Food and I are not the best of friends these days…
So I decided to whip up some apple fritter muffins instead! Much easier!!
I took a simple cinnamon-sugar muffin batter, filled it with tons of apples and rolled it all in browned butter and cinnamon & sugar.
Yum, yum, YUM!
This little treat hit the spot. I wish you could come over and have some pretend apple fritters with me!
Baked Apple Fritter Muffins Recipe
loosely adapted from Smitten Kitchen
makes 36-40 mini muffins, depending on the size of your tins
for the coating:
2/3 cup sugar
1 tablespoon cinnamon
1/2 cup butter, melted and browned*
for the muffins:
1 1/2 cups flour
1 1/2 teaspoons baking powder
1 1/2 teaspoons cinnamon
1/4 teaspoon nutmeg
1/4 teaspoon salt
1/2 cup sugar
1/3 cup butter, softened
1 large egg
1 teaspoon pure vanilla extract
1/2 cup milk
3 cups finely diced apples (about 3 large)
Preheat the oven to 350ºF.
In a small bowl, stir together the sugar and cinnamon for the topping; Set aside.
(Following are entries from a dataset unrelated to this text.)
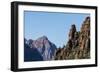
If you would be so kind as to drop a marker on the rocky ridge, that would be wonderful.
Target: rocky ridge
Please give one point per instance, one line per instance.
(78, 45)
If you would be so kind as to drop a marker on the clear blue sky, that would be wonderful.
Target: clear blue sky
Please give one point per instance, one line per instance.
(54, 25)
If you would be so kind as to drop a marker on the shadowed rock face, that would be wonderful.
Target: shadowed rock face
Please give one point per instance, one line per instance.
(78, 45)
(42, 47)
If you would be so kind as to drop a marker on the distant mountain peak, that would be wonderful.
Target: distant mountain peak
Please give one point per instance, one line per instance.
(45, 47)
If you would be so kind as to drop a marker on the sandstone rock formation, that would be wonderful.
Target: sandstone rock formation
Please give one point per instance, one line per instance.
(78, 45)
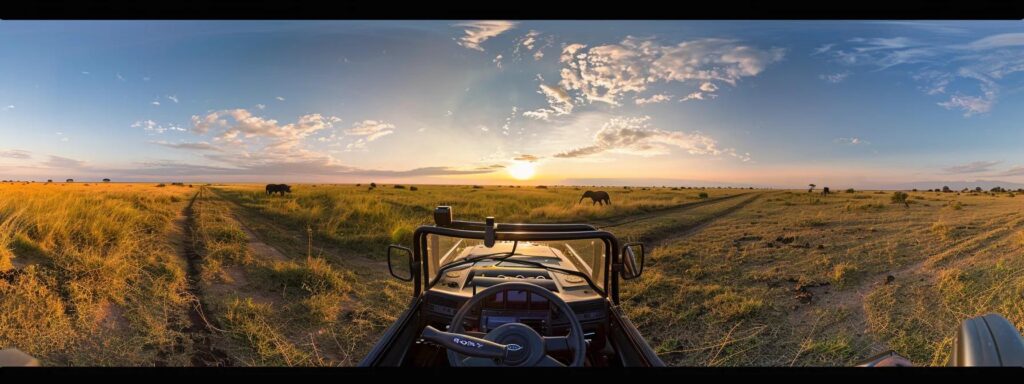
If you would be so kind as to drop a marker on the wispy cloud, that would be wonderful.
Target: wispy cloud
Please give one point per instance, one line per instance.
(634, 135)
(973, 167)
(654, 98)
(61, 162)
(608, 73)
(526, 158)
(478, 32)
(198, 145)
(15, 154)
(154, 127)
(987, 62)
(371, 129)
(835, 78)
(852, 141)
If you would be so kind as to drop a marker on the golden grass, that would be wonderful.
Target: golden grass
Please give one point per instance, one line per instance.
(95, 274)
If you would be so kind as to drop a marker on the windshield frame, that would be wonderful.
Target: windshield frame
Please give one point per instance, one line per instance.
(523, 232)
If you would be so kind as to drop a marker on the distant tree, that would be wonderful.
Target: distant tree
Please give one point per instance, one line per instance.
(900, 197)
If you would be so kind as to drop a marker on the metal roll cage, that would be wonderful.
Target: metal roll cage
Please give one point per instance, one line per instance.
(517, 231)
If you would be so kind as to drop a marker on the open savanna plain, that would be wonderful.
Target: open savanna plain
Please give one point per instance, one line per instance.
(224, 274)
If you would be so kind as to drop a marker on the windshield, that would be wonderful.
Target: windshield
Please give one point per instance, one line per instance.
(583, 255)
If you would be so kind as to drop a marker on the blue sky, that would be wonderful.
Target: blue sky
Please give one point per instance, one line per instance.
(780, 103)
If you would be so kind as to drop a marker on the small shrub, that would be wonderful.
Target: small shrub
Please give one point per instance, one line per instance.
(900, 197)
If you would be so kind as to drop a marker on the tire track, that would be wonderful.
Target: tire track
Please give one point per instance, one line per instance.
(201, 328)
(662, 212)
(692, 228)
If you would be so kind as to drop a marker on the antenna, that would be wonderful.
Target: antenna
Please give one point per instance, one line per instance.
(488, 231)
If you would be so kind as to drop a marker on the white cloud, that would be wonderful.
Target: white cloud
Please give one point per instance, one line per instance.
(634, 135)
(852, 140)
(835, 78)
(558, 98)
(973, 167)
(236, 126)
(654, 98)
(478, 32)
(15, 154)
(60, 162)
(152, 126)
(541, 114)
(198, 145)
(607, 73)
(371, 129)
(986, 61)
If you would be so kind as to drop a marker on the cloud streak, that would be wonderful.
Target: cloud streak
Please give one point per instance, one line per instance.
(479, 32)
(609, 73)
(634, 135)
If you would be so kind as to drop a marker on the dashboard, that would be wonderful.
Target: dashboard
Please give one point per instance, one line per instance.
(452, 290)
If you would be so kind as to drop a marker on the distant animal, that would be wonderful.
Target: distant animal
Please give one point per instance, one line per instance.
(278, 188)
(596, 197)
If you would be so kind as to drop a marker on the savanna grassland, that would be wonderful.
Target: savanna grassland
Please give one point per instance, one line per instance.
(141, 274)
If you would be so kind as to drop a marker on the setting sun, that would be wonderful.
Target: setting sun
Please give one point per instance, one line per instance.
(521, 171)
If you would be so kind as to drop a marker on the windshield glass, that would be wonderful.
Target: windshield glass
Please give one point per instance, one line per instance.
(584, 255)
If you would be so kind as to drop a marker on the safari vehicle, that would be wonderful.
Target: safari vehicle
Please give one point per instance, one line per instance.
(488, 294)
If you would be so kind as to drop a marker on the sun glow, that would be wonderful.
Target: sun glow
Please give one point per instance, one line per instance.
(521, 171)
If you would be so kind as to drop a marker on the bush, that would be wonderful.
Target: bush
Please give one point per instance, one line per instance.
(900, 197)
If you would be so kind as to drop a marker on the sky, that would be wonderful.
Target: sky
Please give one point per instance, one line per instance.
(765, 103)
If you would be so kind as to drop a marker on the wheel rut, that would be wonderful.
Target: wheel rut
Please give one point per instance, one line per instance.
(201, 328)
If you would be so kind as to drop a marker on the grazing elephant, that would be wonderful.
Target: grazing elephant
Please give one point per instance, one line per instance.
(278, 188)
(597, 197)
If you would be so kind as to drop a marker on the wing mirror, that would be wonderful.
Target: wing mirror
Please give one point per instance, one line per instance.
(399, 262)
(633, 257)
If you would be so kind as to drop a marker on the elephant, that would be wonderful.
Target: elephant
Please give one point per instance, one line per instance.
(278, 188)
(597, 197)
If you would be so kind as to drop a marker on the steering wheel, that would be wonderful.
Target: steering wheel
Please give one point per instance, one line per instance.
(512, 344)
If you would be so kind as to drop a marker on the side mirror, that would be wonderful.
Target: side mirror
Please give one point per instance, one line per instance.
(399, 262)
(633, 258)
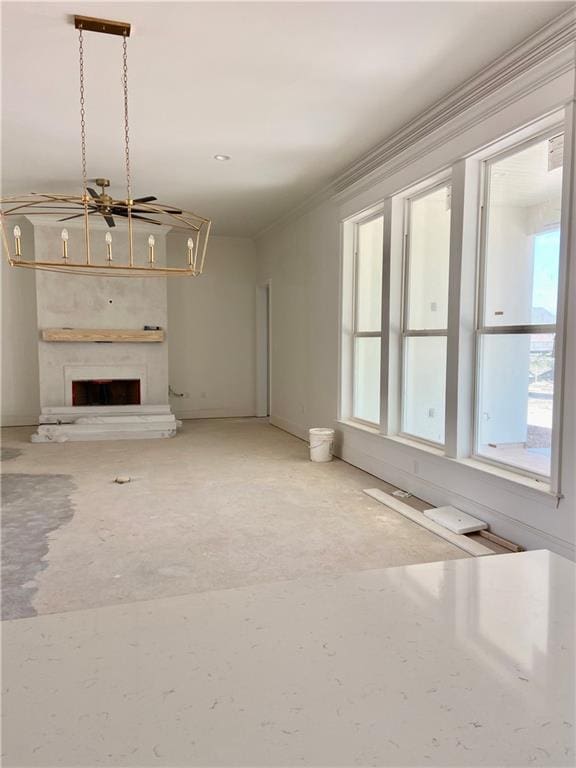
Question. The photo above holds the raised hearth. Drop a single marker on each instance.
(94, 422)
*To brown the butter: In a small saucepan, melt the butter over medium-low heat until melted and starting to foam. Stir occasionally while the butter continues to cook, turning a bit brown on the bottom and smelling rich and nutty. When the butter is browned and aromatic, pull it off the heat and set aside.
Butter or spray 2-24 ct. mini muffin pans and set aside.
In a medium bowl, whisk together the flour, baking powder, cinnamon, nutmeg & salt.
In the bowl of your mixer, cream together the 1/3 cup butter and 1/2 cup sugar until light and fluffy. Beat in the egg and vanilla until well combined.
Gently stir in the flour and milk, a bit at a time and alternating (1/3 of the flour, 1/2 of the milk, 1/3 flour, 1/2 milk, 1/3 flour) until just combined.
Fold in the apples and spoon into the muffin tins, about 3/4 full. (You won’t probably fill all of both pans, but you will get more than one pan-full!).
Bake for 15-20 minutes, until the muffins a springy when you press them and a toothpick inserted in to one of them comes out clean.
Remove the muffins to a wire rack until they are just cool enough to touch.
When you can pick them up… take each muffin and dip it in the browned butter and then roll it in the cinnamon/sugar mixture.
Serve warm with a big glass of cold milk!